The research methods used in this study are literature review and qualitative data collection with semi-structured interviews. Sampling methods were purposive sampling and snowball sampling. The sample selected was from India, the United States, and African countries. This choice is a small step towards the decolonization of HCI research, catering to high income and low-income countries alike. Moreover, interviewees' roles were spread across academia and industry, and domains like health and wellness, food, environment, finance, education, etc. As mentioned in the paper, the gender ratio was highly biased towards males but reflected the industry's disparity. This highlights the absence of enough women in STEM, especially in AI. Although the sample is representative of different sectors, it still lacks the inclusion of the population engaged with the "dirty" data work. These are the people hired to collect data, sometimes from scratch. Their perspectives would lead to a richer dataset; their work is crucial. The research team was representative too. They chose people with backgrounds in HCI, AI, human computation, and data quality research. Their experiences gave the study a socio-technical perspective.

The research is novel. HCAI is an upcoming domain, and this research offers an interesting perspective of under-valuation and de-glamorization of a segment of the field. The title is justified. It states a user quote and does not seem over-glorified.
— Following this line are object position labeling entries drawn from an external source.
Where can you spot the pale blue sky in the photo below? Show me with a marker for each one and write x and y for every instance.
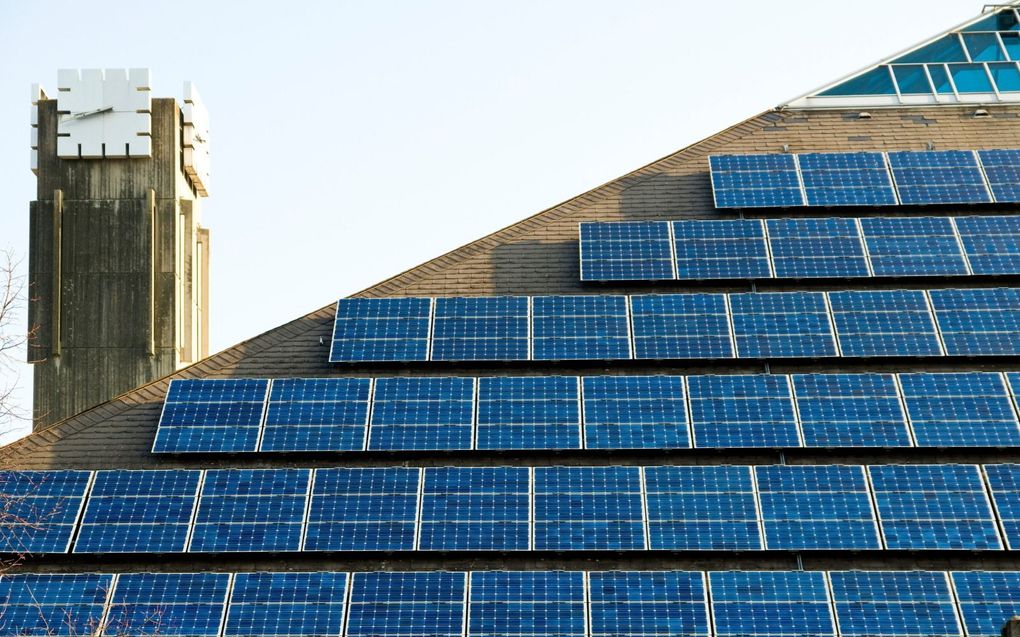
(354, 140)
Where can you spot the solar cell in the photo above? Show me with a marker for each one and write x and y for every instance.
(316, 415)
(480, 328)
(380, 329)
(941, 507)
(251, 510)
(139, 512)
(680, 326)
(475, 509)
(781, 325)
(421, 414)
(816, 507)
(588, 509)
(528, 413)
(363, 509)
(211, 415)
(702, 508)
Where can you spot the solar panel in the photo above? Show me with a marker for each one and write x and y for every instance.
(475, 509)
(648, 604)
(877, 603)
(771, 602)
(363, 509)
(40, 509)
(743, 412)
(480, 328)
(816, 248)
(528, 413)
(960, 410)
(505, 603)
(709, 508)
(186, 604)
(851, 411)
(380, 329)
(938, 177)
(588, 509)
(251, 510)
(53, 604)
(139, 512)
(711, 249)
(316, 415)
(287, 604)
(626, 251)
(987, 599)
(680, 326)
(579, 328)
(406, 604)
(781, 325)
(887, 322)
(941, 507)
(421, 414)
(755, 180)
(978, 322)
(913, 247)
(634, 412)
(211, 415)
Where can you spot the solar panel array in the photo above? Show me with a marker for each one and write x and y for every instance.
(802, 248)
(769, 411)
(751, 325)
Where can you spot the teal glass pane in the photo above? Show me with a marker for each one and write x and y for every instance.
(875, 82)
(912, 80)
(970, 78)
(947, 49)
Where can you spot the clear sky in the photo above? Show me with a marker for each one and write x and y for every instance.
(354, 140)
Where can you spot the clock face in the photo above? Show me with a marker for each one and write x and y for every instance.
(104, 113)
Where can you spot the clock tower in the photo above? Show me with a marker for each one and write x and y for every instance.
(118, 257)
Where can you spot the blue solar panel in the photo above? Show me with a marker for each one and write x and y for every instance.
(816, 507)
(847, 179)
(480, 328)
(735, 412)
(422, 414)
(721, 249)
(211, 415)
(526, 604)
(579, 328)
(634, 412)
(406, 604)
(781, 325)
(139, 512)
(942, 507)
(363, 509)
(755, 180)
(380, 329)
(771, 602)
(887, 322)
(877, 603)
(648, 604)
(287, 604)
(316, 415)
(528, 413)
(588, 509)
(475, 509)
(680, 326)
(251, 510)
(978, 322)
(851, 411)
(960, 410)
(40, 509)
(626, 251)
(938, 177)
(702, 509)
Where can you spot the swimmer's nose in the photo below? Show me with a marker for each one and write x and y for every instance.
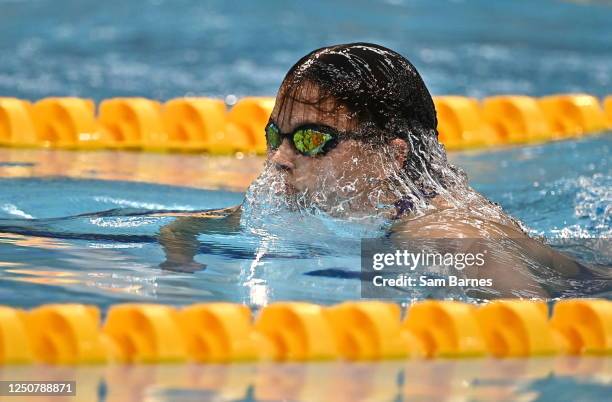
(284, 156)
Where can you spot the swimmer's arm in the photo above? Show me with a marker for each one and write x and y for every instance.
(179, 239)
(510, 275)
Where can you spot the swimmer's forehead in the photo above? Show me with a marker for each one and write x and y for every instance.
(307, 103)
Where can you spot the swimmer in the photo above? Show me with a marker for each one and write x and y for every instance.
(353, 134)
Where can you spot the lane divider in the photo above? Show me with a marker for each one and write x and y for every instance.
(298, 331)
(206, 125)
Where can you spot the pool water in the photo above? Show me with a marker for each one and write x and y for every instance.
(77, 226)
(96, 240)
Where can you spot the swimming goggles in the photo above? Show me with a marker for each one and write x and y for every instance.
(309, 139)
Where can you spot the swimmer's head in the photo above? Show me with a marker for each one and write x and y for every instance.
(349, 118)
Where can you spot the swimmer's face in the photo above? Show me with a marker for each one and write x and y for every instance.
(349, 170)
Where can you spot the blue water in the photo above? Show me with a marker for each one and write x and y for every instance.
(168, 48)
(67, 239)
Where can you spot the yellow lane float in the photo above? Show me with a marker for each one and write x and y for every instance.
(446, 328)
(133, 123)
(250, 115)
(205, 125)
(573, 114)
(66, 123)
(460, 124)
(298, 331)
(515, 119)
(16, 124)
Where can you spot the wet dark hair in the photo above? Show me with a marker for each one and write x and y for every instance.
(383, 91)
(376, 83)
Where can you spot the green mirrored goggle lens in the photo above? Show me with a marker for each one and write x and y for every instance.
(273, 136)
(309, 141)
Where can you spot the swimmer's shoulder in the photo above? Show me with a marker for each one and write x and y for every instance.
(207, 214)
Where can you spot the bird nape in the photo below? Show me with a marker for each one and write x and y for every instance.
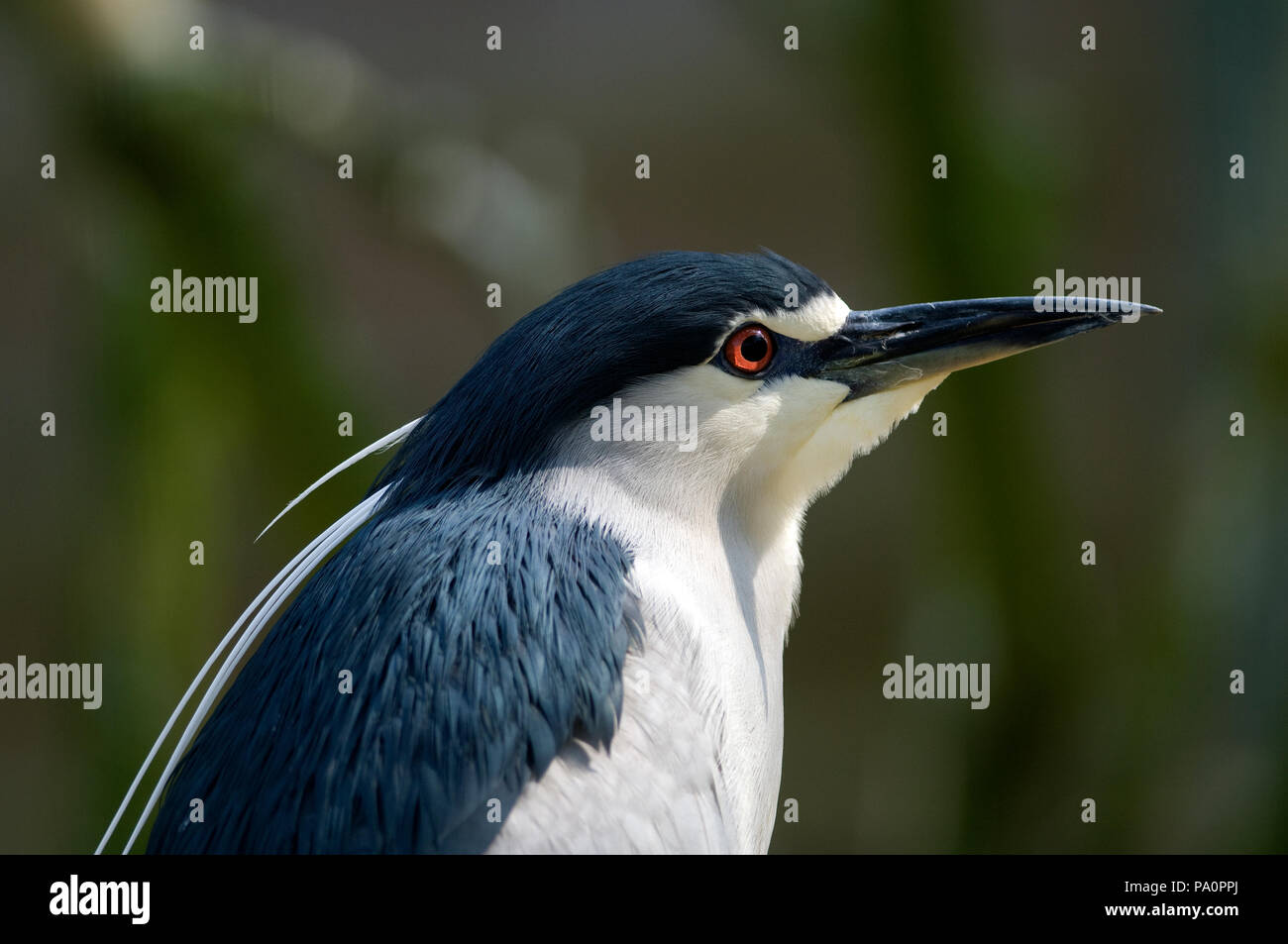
(557, 620)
By commenting, "Humans are relatively unchartered waters for AI researchers," the paper also accounts for the need for HCAI in interfaces, measurement, incentives, and education, rather than only AI. I found particularly interesting the viewpoint of not blaming cascades on malpractices or algorithmic inconsistencies but bringing up the basic human tendency to lack incentives. It's simple yet unobvious from a purely AI standpoint.

The authors' research maintains a balance between the AI and humans' inclusion as developers and influencers in its' scenario. More comments could have been made on the impact of cascades on the users. The paper has indirectly raised thoughts about accountability in case cascades by stating the primary stakeholders and influencers like the government and the field partners. Overall, the discussion section of the paper is well worded. It gives a clear summary of the issue in the fragile domain, why it is happening, the impact, and what should be the first thing done to prevent mishaps in the future. The suggested changes, if adopted, are although qualitative, but are measurable in the long run by drawing comparisons between the number of people involved dedicatedly in data work for high stake AI systems.
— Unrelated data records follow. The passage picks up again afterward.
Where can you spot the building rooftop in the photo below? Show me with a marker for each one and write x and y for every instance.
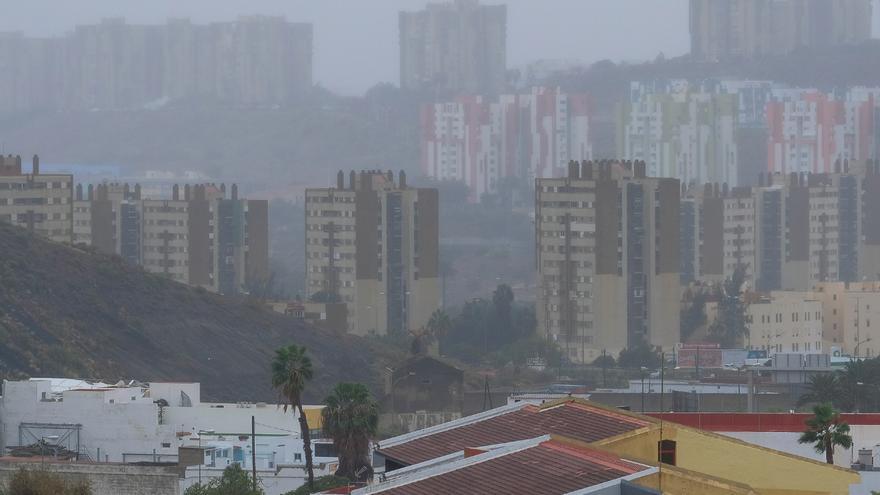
(543, 465)
(574, 419)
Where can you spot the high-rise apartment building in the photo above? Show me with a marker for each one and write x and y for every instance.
(459, 46)
(111, 65)
(681, 132)
(790, 232)
(200, 236)
(481, 140)
(41, 203)
(373, 245)
(748, 28)
(607, 253)
(810, 131)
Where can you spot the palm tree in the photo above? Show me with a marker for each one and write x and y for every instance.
(291, 369)
(823, 387)
(351, 418)
(825, 430)
(438, 326)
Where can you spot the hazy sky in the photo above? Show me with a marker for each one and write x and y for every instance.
(356, 40)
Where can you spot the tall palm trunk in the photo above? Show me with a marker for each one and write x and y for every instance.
(307, 443)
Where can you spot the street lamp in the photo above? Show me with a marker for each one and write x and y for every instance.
(43, 444)
(201, 452)
(393, 383)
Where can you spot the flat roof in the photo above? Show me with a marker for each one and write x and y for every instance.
(575, 419)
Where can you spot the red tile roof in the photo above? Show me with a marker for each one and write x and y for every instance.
(548, 468)
(574, 420)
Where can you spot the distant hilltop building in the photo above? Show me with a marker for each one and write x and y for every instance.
(41, 203)
(748, 28)
(254, 60)
(372, 243)
(607, 252)
(731, 131)
(481, 140)
(204, 235)
(459, 46)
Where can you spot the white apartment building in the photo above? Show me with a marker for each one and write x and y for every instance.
(136, 423)
(787, 322)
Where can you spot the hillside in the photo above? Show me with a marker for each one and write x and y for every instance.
(65, 311)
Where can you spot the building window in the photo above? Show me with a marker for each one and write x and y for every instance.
(666, 452)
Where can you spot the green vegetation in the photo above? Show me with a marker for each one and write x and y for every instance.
(234, 481)
(73, 312)
(291, 369)
(638, 356)
(730, 327)
(854, 389)
(499, 331)
(351, 419)
(825, 431)
(321, 484)
(25, 482)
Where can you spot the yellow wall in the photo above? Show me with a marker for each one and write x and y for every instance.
(678, 483)
(763, 469)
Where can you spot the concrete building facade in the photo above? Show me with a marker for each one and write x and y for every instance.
(201, 236)
(750, 28)
(374, 245)
(460, 46)
(788, 232)
(787, 322)
(482, 140)
(41, 203)
(811, 131)
(253, 60)
(680, 132)
(607, 254)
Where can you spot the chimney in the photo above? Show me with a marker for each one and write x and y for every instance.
(587, 169)
(573, 172)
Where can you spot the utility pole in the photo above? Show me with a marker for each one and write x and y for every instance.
(254, 452)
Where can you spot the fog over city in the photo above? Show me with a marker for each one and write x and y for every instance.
(356, 44)
(543, 247)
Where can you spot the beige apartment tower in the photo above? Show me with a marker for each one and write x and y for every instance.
(607, 255)
(203, 235)
(41, 203)
(373, 244)
(459, 46)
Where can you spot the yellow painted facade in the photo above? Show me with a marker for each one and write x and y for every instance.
(709, 463)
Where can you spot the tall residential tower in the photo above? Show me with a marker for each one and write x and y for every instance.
(373, 245)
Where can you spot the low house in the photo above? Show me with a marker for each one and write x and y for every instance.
(689, 460)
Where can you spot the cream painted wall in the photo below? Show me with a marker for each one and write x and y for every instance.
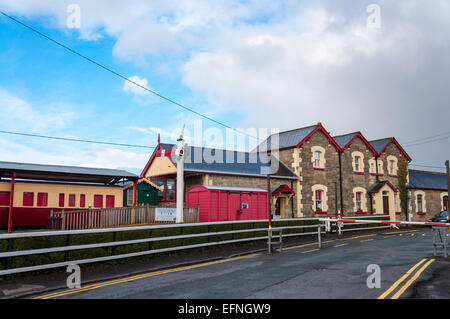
(53, 191)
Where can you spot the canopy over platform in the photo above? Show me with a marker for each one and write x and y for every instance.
(60, 173)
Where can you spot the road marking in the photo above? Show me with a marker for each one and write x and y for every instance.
(399, 281)
(417, 274)
(340, 245)
(309, 244)
(151, 274)
(310, 251)
(401, 232)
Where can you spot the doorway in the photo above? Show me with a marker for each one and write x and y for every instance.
(385, 202)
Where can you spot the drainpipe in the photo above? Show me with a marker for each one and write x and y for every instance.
(11, 204)
(292, 200)
(340, 183)
(376, 169)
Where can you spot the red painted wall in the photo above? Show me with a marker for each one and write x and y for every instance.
(223, 205)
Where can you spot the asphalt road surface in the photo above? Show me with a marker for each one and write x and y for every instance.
(338, 270)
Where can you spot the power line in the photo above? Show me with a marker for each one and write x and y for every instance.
(429, 141)
(75, 140)
(122, 76)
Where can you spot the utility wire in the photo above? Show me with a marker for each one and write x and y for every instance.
(122, 76)
(75, 140)
(429, 141)
(426, 138)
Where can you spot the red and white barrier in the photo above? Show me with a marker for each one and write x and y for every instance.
(382, 222)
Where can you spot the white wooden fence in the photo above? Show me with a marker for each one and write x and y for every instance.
(113, 217)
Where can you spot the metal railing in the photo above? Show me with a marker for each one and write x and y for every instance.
(113, 217)
(269, 237)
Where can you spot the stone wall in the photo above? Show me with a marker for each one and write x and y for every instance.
(432, 203)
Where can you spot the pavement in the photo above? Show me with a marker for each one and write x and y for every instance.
(338, 270)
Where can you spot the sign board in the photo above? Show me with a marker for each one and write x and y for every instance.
(165, 214)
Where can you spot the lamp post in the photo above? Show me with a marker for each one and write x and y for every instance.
(179, 152)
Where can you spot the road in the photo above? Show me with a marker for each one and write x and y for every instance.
(338, 270)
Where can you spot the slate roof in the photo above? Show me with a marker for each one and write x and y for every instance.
(343, 140)
(63, 173)
(379, 185)
(287, 138)
(426, 179)
(379, 145)
(231, 162)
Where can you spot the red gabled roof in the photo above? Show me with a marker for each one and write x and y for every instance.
(320, 128)
(157, 152)
(402, 151)
(356, 135)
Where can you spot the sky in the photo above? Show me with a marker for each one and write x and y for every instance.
(381, 68)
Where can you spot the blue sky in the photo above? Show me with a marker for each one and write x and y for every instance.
(249, 64)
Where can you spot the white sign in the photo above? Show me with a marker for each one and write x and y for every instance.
(165, 214)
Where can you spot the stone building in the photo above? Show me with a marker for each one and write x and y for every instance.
(428, 194)
(319, 174)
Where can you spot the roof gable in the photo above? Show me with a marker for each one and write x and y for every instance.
(294, 138)
(427, 180)
(381, 145)
(219, 161)
(346, 140)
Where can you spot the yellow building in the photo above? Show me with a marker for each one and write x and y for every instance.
(28, 192)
Along with education about data collection and informing involved people about the requirement and possible impact of the AI model they are collecting data for, the need of the hour is for regulatory data collection policies to walk hand-in-hand. In a world where big data is another big thing existing without qualitative knowledge, the research can be extended to explore: if all the required correct data is collected, how will it be selected, refined, and used. What will be the complications then will be an exciting find. This extension will be useful in the near future.

References

Nithya Sambasivan, Shivani Kapania, Hannah Highfill, Diana Akrong, Praveen Paritosh, and Lora Aroyo. 2021. Everyone wants to do the model work, not the data work”: Data Cascades in High-Stakes AI.